セガは自社ハードを使いこなしていた?全ソフトTierでゲーム史を検証

セガは自社ハードを使いこなしていたのかをメガドライブ・メガCD・セガサターンの作品評価から検証する記事のアイキャッチ

セガと聞いて、ゲームソフトより先にゲーム機を思い浮かべる人は少なくない。

メガドライブ、セガサターン、ドリームキャスト。さらに遡ればSG-1000やセガ・マークIII、マスターシステムがあり、携帯機のゲームギアやメガCD、スーパー32Xまである。

任天堂やソニーと同じように、自分でゲーム機を作り、その上で動くゲームも売っていた会社だった。

そこで一つ、素朴な疑問が出てくる。

ゲーム機そのものを作っていたセガは、そのゲーム機で遊ぶべきソフトまで、自分で誰よりうまく用意できていたのだろうか。

これは有名作品だけを思い出すと、簡単に「そうだった」と答えたくなる。

『ソニック・ザ・ヘッジホッグ』があり、『バーチャファイター』があり、『セガラリー・チャンピオンシップ』『NiGHTS into dreams...』『サクラ大戦』『パンツァードラグーン』がある。ドリームキャストまで進めば、『ソニックアドベンチャー』『シェンムー』『ジェットセットラジオ』『ファンタシースターオンライン』も出てくる。

ただ、名作だけを抜き出してセガ史を作ると、都合の悪い作品も、他社メーカーの功績も見えなくなる。

そこで今回は、つぶログで評価してきたメガドライブ全422ソフトTierメガCD全114ソフトTier、そしてセガサターン全1,057ソフトTierを横断して見る。

この「作品からメーカー史を追う」シリーズでは、これまでカプコンが40年以上にわたって強さの形をどう変えてきたのかハドソンの黄金期がなぜ一つに決められないのかを見てきた。

第3回はセガである。

セガは自分のハードを誰より使いこなしていた?先に結論

先に答えると、「どのセガハードでも、セガ自身が他社を圧倒していた」とまでは言えない。

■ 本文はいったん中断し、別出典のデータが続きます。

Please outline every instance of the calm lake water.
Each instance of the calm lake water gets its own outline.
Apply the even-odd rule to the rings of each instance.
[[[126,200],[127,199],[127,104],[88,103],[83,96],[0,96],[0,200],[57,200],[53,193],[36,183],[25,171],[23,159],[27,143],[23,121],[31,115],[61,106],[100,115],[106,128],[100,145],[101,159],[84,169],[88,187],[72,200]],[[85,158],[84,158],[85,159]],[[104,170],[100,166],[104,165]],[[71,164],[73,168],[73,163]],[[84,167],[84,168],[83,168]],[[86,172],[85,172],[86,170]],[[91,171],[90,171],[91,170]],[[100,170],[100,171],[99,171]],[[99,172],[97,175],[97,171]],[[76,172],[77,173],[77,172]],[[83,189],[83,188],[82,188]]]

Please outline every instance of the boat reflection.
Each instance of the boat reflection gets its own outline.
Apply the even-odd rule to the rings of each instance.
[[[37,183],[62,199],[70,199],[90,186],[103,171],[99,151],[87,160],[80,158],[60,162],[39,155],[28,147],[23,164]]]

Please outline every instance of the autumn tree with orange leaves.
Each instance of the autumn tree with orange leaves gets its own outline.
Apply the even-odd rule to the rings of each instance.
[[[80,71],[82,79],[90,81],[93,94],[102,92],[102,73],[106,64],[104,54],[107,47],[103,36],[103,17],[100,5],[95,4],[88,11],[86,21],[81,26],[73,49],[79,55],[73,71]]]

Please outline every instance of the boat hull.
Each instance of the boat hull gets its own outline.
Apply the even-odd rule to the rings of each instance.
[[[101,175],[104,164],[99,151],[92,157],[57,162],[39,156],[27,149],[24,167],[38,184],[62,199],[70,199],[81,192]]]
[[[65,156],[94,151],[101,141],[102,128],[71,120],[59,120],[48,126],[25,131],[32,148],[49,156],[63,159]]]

ただし、自社ソフトがハードの個性を作っていた度合いはかなり大きい。

しかも、その形はハードごとに違った。

ハード今回の母集団セガ発売Tierから見えること
メガドライブ国内ROMカートリッジ422本161本(38.2%)S Tier42本ではセガ発売25本。全体では他社発売が多数派だが、最上位ではセガの比率が59.5%まで上がる
メガCD国内114本37本他社発売77本。S Tier5本もセガ3本、他社2本で、新媒体を生かした上位作はセガだけのものではない
セガサターン国内1,057本147本『AZEL』『バーチャファイター2』『セガラリー』『NiGHTS』など上位に自社発売作が並ぶ一方、総合首位は他社発売の『レイディアント シルバーガン』
ドリームキャスト全ソフトTier制作途中今回は定量比較しないネットワーク、3D、アーケード連携、家庭用オリジナル作品を定性面から確認する

とくに面白いのがメガドライブだ。

全422本ではライセンシー発売が261本で、セガの161本を大きく上回る。ところがS Tierだけを見ると、42本中25本がセガ発売になる。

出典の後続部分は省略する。